Her seven-year break

Rosanne Cash may be the daughter of Johnny Cash and step-daughter of June Carter Cash, two of country music's revered talents, but as a teen living with her mom in California, her mind was filled with the Beatles and Blind Faith, Joni Mitchell and Janis Joplin.

It was not filled with dreams of writing songs and singing for a living. In her experience, performing took dads away from their families, and fame was something that tore them apart.

"I knew I wanted to write, but I didn't know how or what," she says. "I had a fierce ambition to discover my own life, to find out ... who I was gonna be and what I was gonna do."

Ms. Cash certainly didn't plan on spending the 1980s as a country star, pumping out 11 No.1 hits and winning a Grammy. But that familial calling proved too strong to resist. Before attending college, she joined her dad on the road as a backup singer. This eventually led to composing her own material - and to her latest album, "Rules of Travel."

Her first release in seven years, it explores the frustrations and fears of all relationships, employing metaphors that traverse both the heart's interior and the world at large. Like her other '90s albums, its sound is more folk/pop than country.

On it, she combines her strong, nuanced voice with those of guest singers Sheryl Crow and Steve Earle. Cash wrote most of the material herself or with her second husband, musician/producer John Leventhal.

"When I started writing songs I thought, 'This is a great profession, to write songs for other people,' " she says by phone from New York. "Then one thing leads to another. I make a demo of the songs, I get a recording contract.... I wake up 20 years later and I go, 'Oh, jeez, I'm a singer!' "

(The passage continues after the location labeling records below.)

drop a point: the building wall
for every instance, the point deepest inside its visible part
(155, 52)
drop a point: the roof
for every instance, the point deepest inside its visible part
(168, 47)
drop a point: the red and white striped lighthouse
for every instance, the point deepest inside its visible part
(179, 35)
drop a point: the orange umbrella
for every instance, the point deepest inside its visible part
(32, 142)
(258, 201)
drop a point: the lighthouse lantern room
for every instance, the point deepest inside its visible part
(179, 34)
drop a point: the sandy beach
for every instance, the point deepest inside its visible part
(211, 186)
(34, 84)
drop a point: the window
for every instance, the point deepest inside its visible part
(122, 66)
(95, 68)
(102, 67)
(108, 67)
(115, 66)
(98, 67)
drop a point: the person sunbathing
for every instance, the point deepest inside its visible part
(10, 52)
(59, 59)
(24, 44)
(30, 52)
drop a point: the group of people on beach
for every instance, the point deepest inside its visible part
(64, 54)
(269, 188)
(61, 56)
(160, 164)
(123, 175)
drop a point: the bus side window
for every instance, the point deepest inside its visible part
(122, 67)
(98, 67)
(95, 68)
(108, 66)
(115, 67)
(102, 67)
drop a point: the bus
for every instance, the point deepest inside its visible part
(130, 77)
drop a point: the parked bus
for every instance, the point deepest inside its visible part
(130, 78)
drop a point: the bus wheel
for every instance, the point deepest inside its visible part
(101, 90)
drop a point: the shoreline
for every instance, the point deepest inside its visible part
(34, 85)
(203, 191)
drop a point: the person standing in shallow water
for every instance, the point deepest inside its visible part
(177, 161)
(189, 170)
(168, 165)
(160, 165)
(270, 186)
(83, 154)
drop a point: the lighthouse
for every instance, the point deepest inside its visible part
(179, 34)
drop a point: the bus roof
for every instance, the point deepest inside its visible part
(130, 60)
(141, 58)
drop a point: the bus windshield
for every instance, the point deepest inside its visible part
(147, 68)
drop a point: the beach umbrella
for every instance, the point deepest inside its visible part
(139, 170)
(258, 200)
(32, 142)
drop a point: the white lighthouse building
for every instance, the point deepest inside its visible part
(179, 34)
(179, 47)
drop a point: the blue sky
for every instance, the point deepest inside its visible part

Cash and her first musician/producer husband, Rodney Crowell, created gems like "Seven Year Ache." But, despite her lineage and their track record, Nashville shunned them because they refused to fit the country mold. Instead they mixed influences, including rock, into what was then a revolutionary sound that became known as alternative country.

After her marriage fractured, Cash fled to New York, where she now lives with Leventhal, three daughters from her first marriage, a stepdaughter, and her 4-year-old son.

Motherhood wasn't the only delay for the album. Cash also lost her voice because of a throat polyp that took two years to disappear.

Her father's health problems and advancing age prompted Rosanne to write "September When It Comes," which they perform together on the album. Though he inspired the song, she says, "I didn't intend to sing it with him." (Leventhal talked her into it.) Surprisingly, father and daughter had recorded almost nothing together.

Then, unexpectedly, June Carter Cash passed on this spring. She left behind "Wildwood Flower," which will be released Sept. 9. In Rosanne's liner notes, she says the album chronicles June's membership in country's pioneering Carter Family and captures her grace, humor, insight; her roles as wife and mother; her quiet pride in making music history, and her timelessness.

The true measure of June's - and Johnny's - influence on Cash is that the same words could be used to describe her.